O corredor que mais me agrada é o mais vazio. Onde tem os produtos que ninguém compra: vassouras, rodos, velas de aniversário, cola plástica, embalixo, inseticida. Esse corredor parece as Lojas Mel. Tem de tudo o que você não precisa. É um lugar ótimo pra você fazer o que quiser, pois ninguém está vendo. A última pessoa que por ali transitou foi dada como desaparecida. Essa via é tipo o nerd das baladas: surge do nada e depois você nunca mais o vê. Um excelente lugar pra você usar como o ficódromo da noite. Faz assim: começa a chavecar a moça que você acabou de conhecer no corredor das cervejas. Assim que o clima esquentar e começar a faltar assunto, fala pra ela: “a gente podia ir prum lugar mais tranquilo”. Ela vai fazer cara feia pela sua ousadia, mas tudo bem. Você a conduz para esse corredor das naftalinas e lasca um beijo entre uma escumadeira e outra. E aqui vai um conselho. Se você estiver com bafo, se seu hálito tiver prazo de vencimento em outubro de 2016, sugiro antes do beijo fazer um enxágue de Pinho Sol, que está na prateleira bem abaixo do jogo americano de toalhas.

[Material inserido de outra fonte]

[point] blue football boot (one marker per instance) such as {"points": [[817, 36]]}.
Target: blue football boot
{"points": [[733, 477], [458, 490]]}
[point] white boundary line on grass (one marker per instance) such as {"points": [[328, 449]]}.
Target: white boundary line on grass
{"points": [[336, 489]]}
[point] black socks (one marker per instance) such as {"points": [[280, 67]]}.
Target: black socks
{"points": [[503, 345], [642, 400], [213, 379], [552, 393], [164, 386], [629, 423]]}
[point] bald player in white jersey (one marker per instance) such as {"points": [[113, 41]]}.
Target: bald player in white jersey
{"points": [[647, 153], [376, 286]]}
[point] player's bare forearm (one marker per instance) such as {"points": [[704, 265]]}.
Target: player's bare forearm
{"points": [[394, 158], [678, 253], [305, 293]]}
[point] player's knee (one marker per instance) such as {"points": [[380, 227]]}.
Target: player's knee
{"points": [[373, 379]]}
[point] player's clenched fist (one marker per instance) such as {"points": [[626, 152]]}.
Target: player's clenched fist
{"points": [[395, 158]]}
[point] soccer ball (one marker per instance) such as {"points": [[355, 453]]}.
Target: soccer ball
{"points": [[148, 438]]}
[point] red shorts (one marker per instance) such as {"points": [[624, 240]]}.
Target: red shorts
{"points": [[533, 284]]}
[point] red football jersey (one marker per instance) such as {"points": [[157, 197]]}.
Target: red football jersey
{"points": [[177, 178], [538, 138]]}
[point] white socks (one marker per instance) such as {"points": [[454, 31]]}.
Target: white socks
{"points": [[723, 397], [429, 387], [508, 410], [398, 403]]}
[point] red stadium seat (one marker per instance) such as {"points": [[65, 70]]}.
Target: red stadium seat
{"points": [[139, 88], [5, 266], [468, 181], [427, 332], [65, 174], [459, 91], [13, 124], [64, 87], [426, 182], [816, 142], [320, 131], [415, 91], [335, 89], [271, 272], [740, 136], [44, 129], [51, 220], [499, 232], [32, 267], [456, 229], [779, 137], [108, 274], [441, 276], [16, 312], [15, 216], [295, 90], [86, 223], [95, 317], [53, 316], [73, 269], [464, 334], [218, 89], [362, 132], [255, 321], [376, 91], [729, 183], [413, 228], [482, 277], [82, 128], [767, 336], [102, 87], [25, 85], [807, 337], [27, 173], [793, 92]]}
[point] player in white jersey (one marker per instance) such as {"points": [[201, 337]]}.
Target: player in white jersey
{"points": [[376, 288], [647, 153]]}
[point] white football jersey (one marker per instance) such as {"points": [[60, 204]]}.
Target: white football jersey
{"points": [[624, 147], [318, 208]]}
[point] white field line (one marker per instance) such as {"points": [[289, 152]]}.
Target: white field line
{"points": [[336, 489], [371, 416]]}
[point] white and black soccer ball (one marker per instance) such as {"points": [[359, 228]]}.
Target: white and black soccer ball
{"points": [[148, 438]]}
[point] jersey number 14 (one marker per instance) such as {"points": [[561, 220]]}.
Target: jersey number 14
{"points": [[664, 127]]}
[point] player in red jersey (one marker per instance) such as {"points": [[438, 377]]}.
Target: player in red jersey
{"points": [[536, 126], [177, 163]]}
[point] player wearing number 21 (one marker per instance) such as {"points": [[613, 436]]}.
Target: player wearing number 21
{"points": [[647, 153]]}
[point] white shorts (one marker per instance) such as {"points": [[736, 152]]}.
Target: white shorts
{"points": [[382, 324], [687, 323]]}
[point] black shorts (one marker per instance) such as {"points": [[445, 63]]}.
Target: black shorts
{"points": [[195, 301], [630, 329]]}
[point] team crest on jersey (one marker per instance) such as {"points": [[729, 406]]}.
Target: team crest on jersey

Por último, a hora de dar tchau. E de pagar. Repare que os caixas abrem filas pra tudo quanto é tipo de habitué. Tem os caixas-rápidos, para as pessoas decididas e pragmáticas. Consumiram muito pouco, sabem de cabeça o valor total da conta e já tiram do bolso a quantia trocada exata. Já o inverso do anverso do anteverso do oposto do contrário são todos os outros caixas. O resto. Filas quilométricas, das quais você só vai conseguir sair quando estiver amanhecendo. Pessoas que passam os produtos, devolvem os produtos, esquecem o cartão, metade débito, metade crédito, metade vale-refeição, esquece a senha do vale-refeição, cupom de desconto, chama o gerente pra validar o cupom, pega um maço de cigarros, faz recarga de celular, não sabe o valor que quer fazer a recarga, cartão inválido. Se sóbrio já seria difícil completar essa operação, imagine bêbado. Parece que essas filas são compostas por vários Rubinho Barrichello. Enquanto um está passando, na fila ao lado já passaram dezesseis. O sujeito que acabou de chegar na balada consegue pagar antes. Enquanto você espera, dá tempo de tomar café da manhã. E chamar o Uber. E saber da vida inteira da moça que conheceu tomando uma Stella.